Sul sito del governo italiano dedicato alla conferenza di Palermo non è presente l’elenco dei capi delegazione che vi parteciperanno, ma sui giornali circolano diversi nomi: Khalid Almishri, presidente del Parlamento di Tripoli, organo legislativo voluto dall’ONU alla fine del 2015; Aguila Saleh, presidente della Camera dei rappresentanti di Tobruk, cioè il Parlamento rivale a quello di Tripoli; Jean-Yves Le Drian, ministro degli Esteri francese; Niels Annen, sottosegretario agli Esteri tedesco, Federica Mogherini, Alta rappresentante dell’UE per le politiche estere (cioè il capo della diplomazia europea). Ci saranno anche delegazioni dalla Russia, dalla Tunisia, dall’Algeria, dal Marocco e probabilmente dall’Egitto. Non è chiaro invece se ci sarà Khalifa Haftar, la persona più attesa a Palermo e quella da cui dipenderà buona parte dell’eventuale successo della conferenza.

Funzionari vicini al generale hanno negato che Haftar andrà in Sicilia, ma attorno a una sua eventuale presenza si è creata nelle ultime ore una specie di caso. Sembra anzitutto che il presidente del Consiglio italiano, Giuseppe Conte, sia andato nei giorni scorsi nella città libica di Bengasi per convincere Haftar a partecipare alla conferenza. Ufficialmente la posizione libica non è cambiata, ma da ieri fonti libiche ed egiziane sostengono che alla fine Haftar si farà vedere, magari partecipando a un incontro laterale al termine di quelli principali, per evitare una sovraesposizione. Se il potente generale libico non dovesse presentarsi a Palermo, tuttavia, per l’Italia sarebbe un problema: difficilmente sarebbe possibile ottenere qualcosa di concreto verso la stabilizzazione della Libia, e sarebbe complicato per il governo italiano continuare a rivendicare un ruolo guida all’interno dell’Unione Europea nei confronti della crisi libica.
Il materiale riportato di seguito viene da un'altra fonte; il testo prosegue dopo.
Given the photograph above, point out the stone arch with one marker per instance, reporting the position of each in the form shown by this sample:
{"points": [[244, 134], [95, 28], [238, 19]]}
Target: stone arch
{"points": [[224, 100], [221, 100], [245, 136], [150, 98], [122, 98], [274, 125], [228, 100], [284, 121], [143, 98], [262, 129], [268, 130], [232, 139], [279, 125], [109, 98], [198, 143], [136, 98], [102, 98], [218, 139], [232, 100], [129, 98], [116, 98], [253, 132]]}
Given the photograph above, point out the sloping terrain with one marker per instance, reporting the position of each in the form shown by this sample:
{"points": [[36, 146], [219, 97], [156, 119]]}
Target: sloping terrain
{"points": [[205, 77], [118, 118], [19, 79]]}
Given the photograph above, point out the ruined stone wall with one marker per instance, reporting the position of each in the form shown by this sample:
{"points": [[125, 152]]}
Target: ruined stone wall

La rivalità tra Italia e Francia sulla Libia è un’altra cosa che molti osservatori terranno d’occhio durante la conferenza di Palermo. A Parigi, in Francia, si era tenuta l’ultima grande e importante conferenza sulla Libia, nel maggio scorso, a cui aveva partecipato anche Haftar. Il governo francese e le diverse fazioni libiche si erano accordate per tenere elezioni in Libia nel dicembre di quest’anno, un piano però che era stato definito irrealistico da molti analisti. Nelle settimane successive, gli scontri a Tripoli tra milizie rivali e l’incapacità dei due governi libici a mettersi d’accordo su qualunque cosa avevano di fatto reso impraticabile il piano francese, che era stato abbandonato.

Perché Italia e Francia litigano sulla Libia

La conferenza di Palermo è stata molto criticata perché considerata da alcuni piuttosto marginale. Le opposizioni italiane hanno per esempio fatto notare come alcuni importanti leader europei e mondiali abbiano declinato l’invito del governo Conte, accusandolo di essere poco credibile e rilevante. Mohamed Eljarh, analista esperto di Libia, ha scritto che dalla conferenza di Palermo non c’è da aspettarsi alcun accordo firmato tra le diverse fazioni partecipanti, ma al massimo una dichiarazione d’intenti simile a quella che fu diffusa dopo la conferenza di Parigi di maggio. Nancy Porsia, esperta di Libia, ha detto al Guardian che «la conferenza di Palermo sulla Libia sembra essere troppo vaga. È difficile immaginare che il nuovo governo di Roma abbia l’autorità o la capacità di riuscire a ottenere un ruolo di guida sulla Libia sottraendolo alla Francia».